- From the Nahuatl xoconochtli: xococ means “sour” and nochtli means prickly pear fruit.
- It is also called joconostle or soconostle.
The xoconostle is a plant found in semi-arid zones. There are around 15 varieties, the most common of which are known as cuaresmeño and burro. The seeds are in the middle of the fruit and are not edible.
This fruit can remain on the prickly pear up to a year without rotting. In Guanajuato and Querétaro sometimes it is added to spicy salsas and soups.
Xoconostles are classified according to their color and size.
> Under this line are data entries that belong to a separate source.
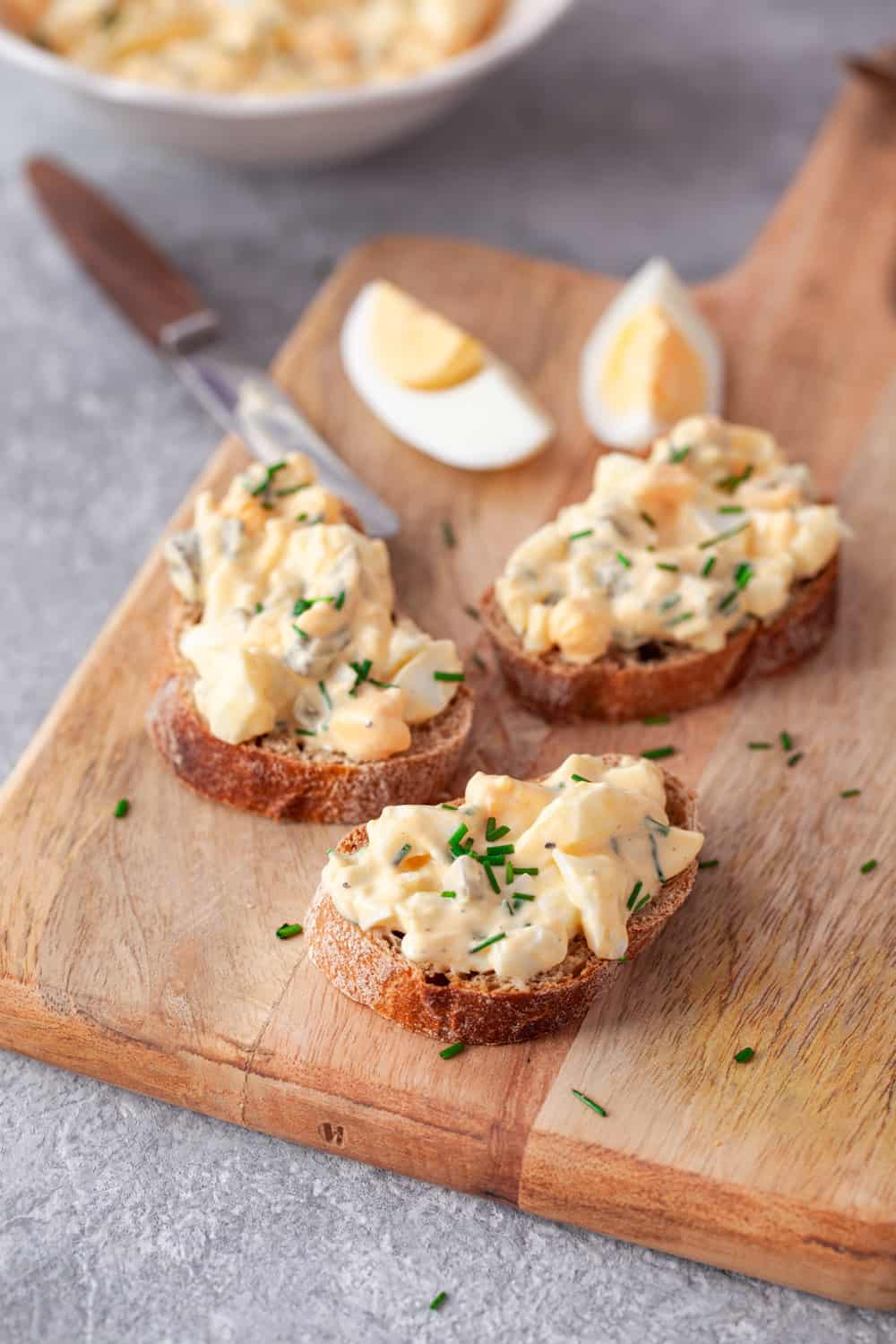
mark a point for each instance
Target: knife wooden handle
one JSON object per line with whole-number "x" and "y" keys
{"x": 159, "y": 301}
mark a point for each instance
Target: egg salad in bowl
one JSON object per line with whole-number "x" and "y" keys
{"x": 680, "y": 550}
{"x": 293, "y": 628}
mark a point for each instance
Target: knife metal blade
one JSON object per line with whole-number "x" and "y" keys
{"x": 166, "y": 309}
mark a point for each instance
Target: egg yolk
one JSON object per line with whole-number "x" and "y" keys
{"x": 417, "y": 347}
{"x": 650, "y": 363}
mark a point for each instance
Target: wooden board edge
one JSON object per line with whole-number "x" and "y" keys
{"x": 753, "y": 1233}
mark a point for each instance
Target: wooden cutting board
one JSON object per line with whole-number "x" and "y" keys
{"x": 142, "y": 952}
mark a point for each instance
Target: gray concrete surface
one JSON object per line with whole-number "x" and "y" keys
{"x": 638, "y": 128}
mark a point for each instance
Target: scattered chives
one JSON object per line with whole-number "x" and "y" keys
{"x": 288, "y": 930}
{"x": 487, "y": 943}
{"x": 587, "y": 1101}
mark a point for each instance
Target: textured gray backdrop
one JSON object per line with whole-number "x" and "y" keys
{"x": 640, "y": 126}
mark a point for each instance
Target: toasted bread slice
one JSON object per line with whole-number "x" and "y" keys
{"x": 276, "y": 776}
{"x": 661, "y": 677}
{"x": 479, "y": 1008}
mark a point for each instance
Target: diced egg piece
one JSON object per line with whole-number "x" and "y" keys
{"x": 650, "y": 360}
{"x": 437, "y": 387}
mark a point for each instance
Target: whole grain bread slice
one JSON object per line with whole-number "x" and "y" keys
{"x": 276, "y": 774}
{"x": 661, "y": 677}
{"x": 479, "y": 1008}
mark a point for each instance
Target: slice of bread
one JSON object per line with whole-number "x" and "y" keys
{"x": 479, "y": 1008}
{"x": 276, "y": 776}
{"x": 661, "y": 677}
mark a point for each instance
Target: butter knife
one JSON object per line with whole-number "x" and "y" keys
{"x": 168, "y": 312}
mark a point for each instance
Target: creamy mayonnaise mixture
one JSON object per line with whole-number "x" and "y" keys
{"x": 509, "y": 878}
{"x": 261, "y": 46}
{"x": 297, "y": 629}
{"x": 715, "y": 527}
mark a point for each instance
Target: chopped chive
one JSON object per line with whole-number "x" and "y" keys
{"x": 594, "y": 1105}
{"x": 288, "y": 930}
{"x": 723, "y": 537}
{"x": 487, "y": 943}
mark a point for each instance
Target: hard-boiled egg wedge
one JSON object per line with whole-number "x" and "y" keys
{"x": 435, "y": 386}
{"x": 649, "y": 362}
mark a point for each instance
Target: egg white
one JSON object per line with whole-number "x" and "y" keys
{"x": 654, "y": 282}
{"x": 489, "y": 421}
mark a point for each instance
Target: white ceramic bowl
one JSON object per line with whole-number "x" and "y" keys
{"x": 300, "y": 129}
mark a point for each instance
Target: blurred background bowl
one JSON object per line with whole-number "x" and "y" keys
{"x": 298, "y": 129}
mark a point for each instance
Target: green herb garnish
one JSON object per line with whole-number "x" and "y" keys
{"x": 288, "y": 930}
{"x": 487, "y": 943}
{"x": 587, "y": 1101}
For example, the green xoconostle is known as cuaresmeño, the pink xoconostle is known as rosa de castilla (Castilian rose), and the red xoconostle is called sangre de toro (bull’s blood).
Xoconostle provides fiber, as well as vitamins A, C, and K; calcium, magnesium, potassium, iron, and copper.
El xoconostle forma parte del mole de olla, un platillo tradicional del país. De igual manera, este puede ser asado o en salsas picantes. También se le puede cristalizar o hacer mermelada.
- More than 80 percent of xoconostle production comes from San Juan Teotihuacan.
- The highest consumption and production of the xoconostle is in the Central Highlands of Mexico.
- It is also known as joconoscle, soconoscle, xoconostle, or xoconostle.
- Guanajuato is the state that uses the xoconostle the most in its cuisine.
- Duraznillo, huevo de gato (cat’s egg), joconol, tuna ácida (acid prickly pear fruit), and tuna agria (sour prickly pear fruit) are other names for the xoconostle.